“No, really,” she was laughing, “it is not so in England. I quite admit that men make it a general accusation against us, as a sex, that we are ill-natured, unfair, pitiless, in judging one another. They say that when women get together, at every word a reputation dies; they say that as a savage proves his heroism by displaying in grim array the torn scalps of his enemies, so a woman thinks she proves her virtue by exhibiting the mangled reputations of her friends; they say—But there is no end to the witty impertinences and fag-ends of rhymes from Simonides to Pope, which they fling at us on this subject I have never heard men so eloquently satirical as when treating with utter scorn the idea that a woman can possibly elevate herself in the eyes of one of their sex by degrading, or suffering to be degraded, one of her own; and in their censure they are right—quite right; but wrong—quite wrong in attributing this, our worst propensity, to ill-nature and jealousy. Ignorance is the main cause: ignorance of ourselves and others.”

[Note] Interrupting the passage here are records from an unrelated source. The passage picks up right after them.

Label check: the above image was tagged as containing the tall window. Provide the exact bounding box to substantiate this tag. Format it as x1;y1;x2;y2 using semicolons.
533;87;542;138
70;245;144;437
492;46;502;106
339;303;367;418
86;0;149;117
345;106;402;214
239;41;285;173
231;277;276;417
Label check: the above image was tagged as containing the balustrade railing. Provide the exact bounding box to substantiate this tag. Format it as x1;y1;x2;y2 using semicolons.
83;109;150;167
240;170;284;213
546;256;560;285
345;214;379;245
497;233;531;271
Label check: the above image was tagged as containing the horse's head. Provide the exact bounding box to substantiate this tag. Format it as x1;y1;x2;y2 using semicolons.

He laughed at her philosophy, and blew a cloud of smoke towards the ceiling.
“I think, my dear madame, that you must be full of whims, comme disent les Anglais. A pretty woman like yourself always is,” he said in his marked foreign accent.
“And why not?” she inquired, for he had suddenly changed the channel of their conversation, and she much feared that he now intended to give her a réchauffé of his sentimental nonsense.
“Because you brought your friend to the duchess’s last night. I saw him. C’etait assez.”
“You are jealous—eh?”
“Not in the least, I assure you,” he answered quite coolly. “Only it is pretty folly on madame’s part—that is all.”
“Why folly? O la belle idée!”
“Madame’s amitiés are of course friendships,” he said, raising his dark eyebrows. “Nevertheless, she should be warned.”
“Of what?”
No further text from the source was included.